How can I migrate my DynamoDB tables from one AWS account to another?
Last updated: 2021-03-24
I want to perform a cross-account Amazon DynamoDB table migration.
You can migrate your DynamoDB tables to a different AWS account by doing the following:
- Export the DynamoDB table data into an Amazon Simple Storage Service (Amazon S3) bucket in the other account.
- Use an AWS Glue job to import the data.
You can also use AWS Data Pipeline or Amazon EMR to move DynamoDB tables to another AWS account. Data Pipeline is the easiest method to move the tables, but provides fewer options for customization. Amazon EMR is a better choice for users with more technical expertise who want more control over the process.
Amazon S3 and AWS Glue
You can migrate your DynamoDB table to a different AWS account using an Amazon S3 bucket and an AWS Glue job.
- You can perform the initial migration of the DynamoDB table by exporting the tables to an Amazon S3 bucket in the other account. For more information, see Exporting DynamoDB table data to Amazon S3.
When you export your tables from Account A to an S3 bucket in Account B, the objects are still owned by Account A. The AWS Identify Access Management (IAM) users in Account B can't access the objects by default. The export function doesn't write data with the access control list (ACL) bucket-owner-full-control. As a workaround to this object ownership issue, include the PutObjectAcl permission on all exported objects after the export is complete. This workaround grants access to all exported objects for the bucket owners in Account B. For more information, see Why can't I access an object that was uploaded to my Amazon S3 bucket by another AWS account?

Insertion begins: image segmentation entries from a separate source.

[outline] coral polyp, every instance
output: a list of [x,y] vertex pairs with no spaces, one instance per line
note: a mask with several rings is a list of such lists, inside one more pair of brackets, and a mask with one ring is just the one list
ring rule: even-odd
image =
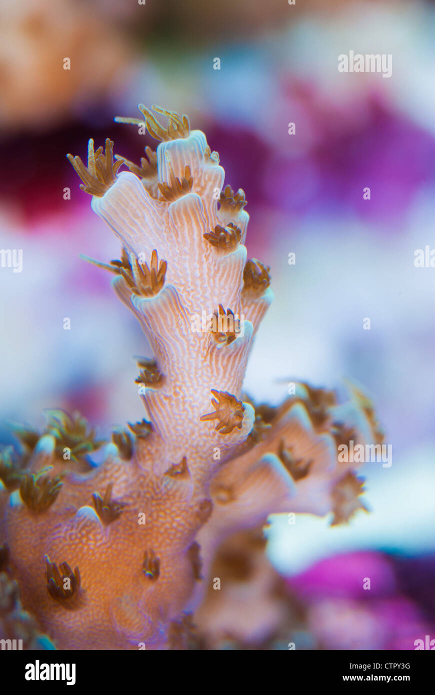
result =
[[[138,361],[146,418],[114,432],[91,466],[102,443],[55,411],[45,432],[22,432],[22,459],[3,453],[0,465],[0,542],[23,607],[59,649],[186,648],[222,541],[272,514],[346,521],[361,484],[356,464],[338,463],[337,439],[347,427],[370,442],[377,427],[355,390],[344,405],[303,384],[277,408],[243,395],[273,298],[269,268],[247,261],[245,194],[224,188],[187,117],[153,107],[165,127],[140,109],[142,121],[117,120],[145,122],[160,141],[140,164],[120,171],[109,140],[104,152],[90,141],[87,166],[68,158],[121,244],[120,261],[97,265],[154,352]],[[239,329],[193,331],[203,312],[240,317]]]

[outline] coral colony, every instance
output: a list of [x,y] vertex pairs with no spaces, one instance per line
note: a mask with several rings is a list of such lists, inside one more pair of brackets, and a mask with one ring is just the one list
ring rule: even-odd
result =
[[138,363],[147,418],[108,443],[53,411],[44,432],[18,428],[20,450],[0,459],[0,577],[58,649],[187,648],[195,609],[225,581],[211,574],[220,544],[272,514],[346,522],[365,509],[363,481],[337,447],[382,441],[356,389],[345,404],[304,384],[278,407],[243,395],[273,297],[269,268],[247,259],[245,194],[224,186],[186,116],[153,107],[165,128],[139,108],[141,120],[117,120],[161,141],[140,164],[114,160],[108,139],[104,150],[90,140],[87,166],[68,158],[121,243],[120,261],[97,265],[154,352]]

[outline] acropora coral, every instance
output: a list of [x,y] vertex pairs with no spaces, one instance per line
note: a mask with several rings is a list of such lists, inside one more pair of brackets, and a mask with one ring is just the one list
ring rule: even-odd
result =
[[153,107],[163,127],[139,108],[140,119],[118,120],[160,140],[140,165],[114,157],[108,139],[90,140],[87,165],[68,158],[121,243],[121,260],[96,264],[154,352],[138,363],[146,418],[114,432],[97,465],[95,431],[54,411],[43,432],[18,428],[21,452],[0,461],[8,571],[58,649],[186,648],[196,607],[211,583],[218,590],[224,540],[272,514],[347,521],[364,508],[363,482],[337,446],[381,438],[354,388],[344,404],[306,384],[277,407],[243,395],[273,297],[269,268],[247,258],[245,194],[224,186],[218,153],[186,116]]

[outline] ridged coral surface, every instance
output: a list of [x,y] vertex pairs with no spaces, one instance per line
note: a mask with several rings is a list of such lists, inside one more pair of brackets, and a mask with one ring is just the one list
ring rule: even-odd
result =
[[[121,243],[113,287],[154,352],[140,377],[147,421],[92,467],[93,445],[76,442],[69,459],[74,423],[60,416],[40,436],[22,433],[19,489],[0,469],[1,542],[24,607],[60,649],[177,648],[222,539],[272,513],[347,521],[362,483],[337,445],[377,436],[356,391],[343,406],[297,384],[281,407],[256,411],[243,398],[272,299],[268,269],[247,258],[243,193],[224,188],[217,153],[186,117],[159,110],[169,124],[158,131],[141,110],[162,142],[140,167],[117,172],[110,141],[104,154],[90,145],[87,167],[69,158]],[[213,328],[213,316],[236,320]]]

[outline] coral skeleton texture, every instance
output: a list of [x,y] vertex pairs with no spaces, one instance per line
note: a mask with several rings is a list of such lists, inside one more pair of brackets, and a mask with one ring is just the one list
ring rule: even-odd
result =
[[[142,121],[118,120],[145,121],[161,140],[140,165],[114,159],[108,140],[104,151],[90,141],[87,166],[68,158],[121,244],[120,261],[97,265],[154,352],[139,363],[147,418],[115,432],[98,466],[95,432],[59,411],[42,433],[17,430],[21,452],[0,459],[8,572],[58,649],[183,648],[224,539],[272,514],[347,521],[363,508],[362,481],[337,445],[381,436],[353,388],[345,404],[304,384],[276,408],[243,396],[273,297],[269,269],[247,258],[245,194],[224,188],[218,154],[187,117],[153,107],[165,128],[139,108]],[[195,329],[204,311],[239,317],[238,329]]]

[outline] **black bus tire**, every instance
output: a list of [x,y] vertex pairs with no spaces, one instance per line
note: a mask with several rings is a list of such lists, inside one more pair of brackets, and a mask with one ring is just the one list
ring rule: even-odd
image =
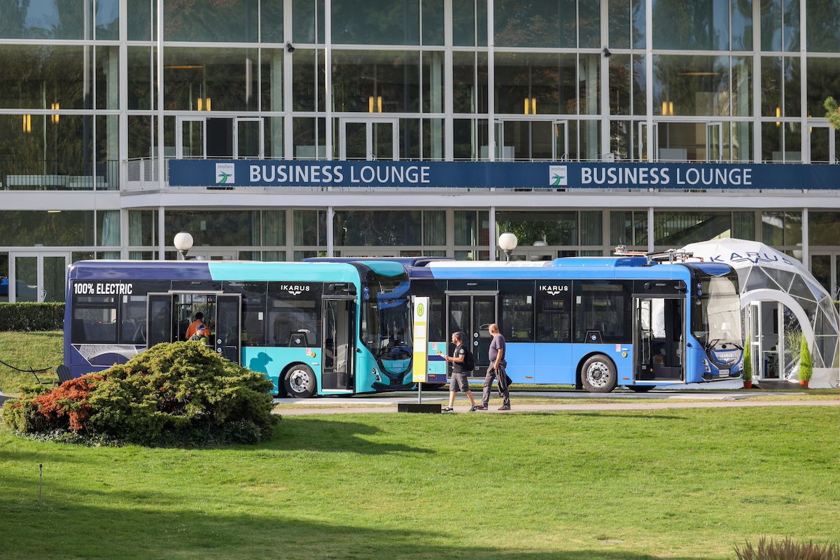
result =
[[308,399],[318,391],[315,374],[306,364],[296,364],[283,378],[286,393],[296,399]]
[[609,393],[616,388],[616,366],[603,354],[591,356],[580,369],[580,381],[590,393]]

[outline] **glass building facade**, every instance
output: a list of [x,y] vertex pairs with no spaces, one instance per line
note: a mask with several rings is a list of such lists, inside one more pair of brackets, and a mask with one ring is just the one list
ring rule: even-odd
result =
[[731,236],[840,285],[840,198],[807,184],[168,181],[176,160],[834,164],[823,102],[840,96],[836,0],[161,5],[0,4],[0,275],[18,301],[63,300],[56,279],[78,259],[174,259],[181,230],[193,256],[262,260],[497,259],[502,231],[528,259]]

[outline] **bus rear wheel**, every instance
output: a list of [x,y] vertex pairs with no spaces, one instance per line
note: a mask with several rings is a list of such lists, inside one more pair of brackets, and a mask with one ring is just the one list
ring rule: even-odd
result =
[[584,362],[580,380],[590,393],[609,393],[618,381],[616,366],[603,354],[591,356]]
[[294,365],[283,378],[283,386],[290,396],[296,399],[307,399],[318,390],[315,374],[305,364]]

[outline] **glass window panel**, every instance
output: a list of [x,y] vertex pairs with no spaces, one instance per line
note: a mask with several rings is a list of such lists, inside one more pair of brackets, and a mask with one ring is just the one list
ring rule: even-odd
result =
[[[575,0],[526,3],[519,0],[496,0],[493,5],[496,47],[574,49],[577,46]],[[587,25],[591,23],[587,21]],[[589,39],[591,32],[584,34]]]
[[452,44],[475,46],[475,0],[452,0]]
[[729,0],[652,2],[654,49],[729,49]]
[[753,3],[733,2],[732,5],[732,50],[753,50]]
[[119,0],[97,0],[97,40],[119,39]]
[[601,48],[601,0],[578,0],[578,47]]
[[[295,245],[326,247],[327,212],[320,210],[295,210],[293,216]],[[295,252],[295,260],[300,260],[297,256],[297,251]]]
[[633,102],[633,69],[628,55],[613,55],[610,65],[610,114],[629,115]]
[[259,0],[224,3],[166,0],[164,39],[167,41],[255,43]]
[[[128,81],[129,108],[148,111],[155,107],[155,86],[157,79],[154,75],[156,67],[155,49],[153,47],[129,47]],[[130,129],[130,128],[129,128]]]
[[446,211],[426,210],[423,216],[423,244],[446,244]]
[[370,111],[382,97],[382,113],[419,111],[420,53],[336,50],[333,53],[333,103],[336,111]]
[[291,22],[295,43],[323,43],[323,0],[292,0]]
[[282,2],[260,3],[260,38],[261,43],[283,43]]
[[12,0],[0,16],[3,39],[86,39],[83,2]]
[[422,212],[415,211],[338,211],[335,244],[348,246],[420,245]]
[[333,43],[420,44],[419,0],[333,0],[332,6]]
[[782,0],[762,3],[761,50],[782,50]]
[[[164,53],[164,97],[177,110],[255,111],[256,49],[167,48]],[[244,92],[251,95],[243,95]],[[202,99],[202,109],[198,100]]]
[[669,115],[728,116],[729,99],[729,57],[654,56],[657,113],[665,107]]
[[[761,57],[761,115],[781,116],[782,107],[782,58]],[[777,113],[778,110],[778,113]]]
[[431,51],[422,53],[423,60],[423,113],[444,112],[444,53]]
[[732,117],[753,116],[753,59],[733,56],[732,58]]
[[[783,117],[800,117],[802,110],[802,94],[800,92],[800,83],[802,79],[801,71],[801,64],[799,57],[785,57],[784,81],[785,81],[785,107],[783,107]],[[840,65],[836,65],[831,70],[840,70]],[[820,108],[823,111],[822,106]],[[775,114],[775,113],[774,113]],[[812,113],[824,114],[824,113]]]
[[807,0],[805,21],[808,52],[840,52],[840,3]]
[[[58,103],[61,110],[92,108],[92,98],[84,95],[86,49],[92,54],[90,47],[3,45],[0,49],[0,68],[3,69],[0,107],[50,109]],[[113,75],[114,87],[117,80],[118,75]]]
[[0,237],[9,247],[93,245],[92,210],[0,211]]
[[[260,50],[260,100],[263,111],[283,110],[283,61],[286,60],[285,49]],[[290,57],[294,60],[297,55]],[[249,63],[252,64],[252,63]],[[297,75],[295,81],[297,81]],[[254,98],[254,96],[251,96]]]
[[291,133],[296,160],[327,159],[327,127],[323,118],[295,118],[291,119]]
[[423,8],[423,44],[443,45],[444,0],[421,0],[421,4]]
[[[260,245],[260,211],[166,211],[166,232],[189,232],[194,247]],[[167,240],[168,241],[168,240]]]
[[[630,0],[612,0],[608,10],[610,42],[612,49],[630,48]],[[610,60],[612,62],[612,60]]]
[[[317,55],[316,55],[317,52]],[[319,111],[326,98],[323,50],[297,49],[292,56],[291,107],[293,111]]]
[[840,58],[809,57],[807,72],[806,95],[808,114],[814,117],[825,115],[826,109],[822,104],[826,97],[837,98],[836,76],[840,76]]
[[[799,17],[800,0],[783,0],[785,5],[784,23],[784,44],[786,52],[795,52],[800,46],[800,17]],[[810,32],[809,32],[810,33]]]
[[549,245],[576,245],[578,213],[554,211],[496,212],[496,229],[497,232],[514,233],[522,247],[533,245],[537,242],[545,242]]
[[809,211],[808,244],[840,245],[840,212]]
[[[155,4],[155,8],[152,4]],[[150,41],[157,33],[155,0],[126,0],[125,21],[129,41]]]
[[654,243],[656,249],[682,247],[690,243],[732,234],[728,212],[656,212],[654,213]]
[[157,244],[157,211],[129,211],[129,245],[152,247]]
[[633,0],[633,47],[644,49],[647,42],[647,0]]
[[286,211],[263,211],[263,238],[264,246],[286,244]]

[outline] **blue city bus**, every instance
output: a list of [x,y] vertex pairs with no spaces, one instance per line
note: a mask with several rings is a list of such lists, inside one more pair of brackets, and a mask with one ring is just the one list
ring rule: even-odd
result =
[[64,363],[74,377],[184,340],[201,311],[209,344],[304,398],[405,390],[411,306],[396,262],[107,261],[71,265]]
[[514,383],[642,392],[741,375],[738,280],[727,264],[631,255],[417,264],[411,293],[430,298],[430,381],[445,379],[437,351],[451,353],[455,331],[483,379],[492,322]]

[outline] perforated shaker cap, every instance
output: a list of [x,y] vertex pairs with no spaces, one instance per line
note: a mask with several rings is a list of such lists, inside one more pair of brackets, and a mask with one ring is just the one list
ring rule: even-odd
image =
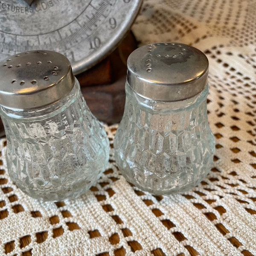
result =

- Use a Glue job to read the files from the S3 bucket and write them to the target DynamoDB table. For more information, see Connection types and options for ETL in AWS Glue.
- After exporting the tables to the Amazon S3 bucket, use DynamoDB streams and AWS Lambda to migrate the data insertions and updates in the source table to the destination table in another account. For more information, see Cross-account replication with Amazon DynamoDB.
To move a DynamoDB table to a different account using Data Pipeline, see How can I use Data Pipeline to back up a DynamoDB table to an S3 bucket that is in a different account?
Note: The destination account can't access the DynamoDB data in the Amazon Simple Storage Service (Amazon S3) bucket. To work with the data, restore it to a DynamoDB table.
When you use Amazon EMR to migrate DynamoDB tables, you have two options, depending on your use case:
- If you can afford downtime during the migration, then stop write operations to the source table to assure that the target table is in sync with the source table.
- If you can't afford downtime, then you must store all transactions that happen during the migration in a staging table. After the original table is migrated to the other AWS account, push the new transactions from the staging table to the target table.
Note: The time required to migrate tables with Amazon EMR can vary significantly depending on network performance, the DynamoDB table's provisioned throughput, the amount of data stored in the table, and so on.
To migrate a DynamoDB table using Amazon EMR:
- Launch EMR clusters in both the source and destination accounts. In the Software configuration section, be sure that you choose an option that includes Apache Hive.
Note: It's a security best practice to launch Amazon EMR clusters into private subnets. The private subnets must have an Amazon S3 VPC endpoint and a route to DynamoDB. For more information, see Private subnets. If the clusters need to access the internet, use a NAT gateway that resides in a public subnet. For more information, see VPC with public and private subnets (NAT).
- Be sure that the EMR_EC2_DefaultRole IAM roles in both accounts have permission to write to the S3 bucket in the destination account. For more information, see Configure IAM service roles for Amazon EMR permissions to AWS services and resources.
- In the source account, connect to the master node using SSH.
- In the source account, use Hive commands to export the DynamoDB table data to the S3 bucket in the destination account.
- In the destination account, import the Amazon S3 data to the new DynamoDB table.
- If you're using a staging table to capture writes that happened during the migration, repeat steps 4 and 5 on the staging table.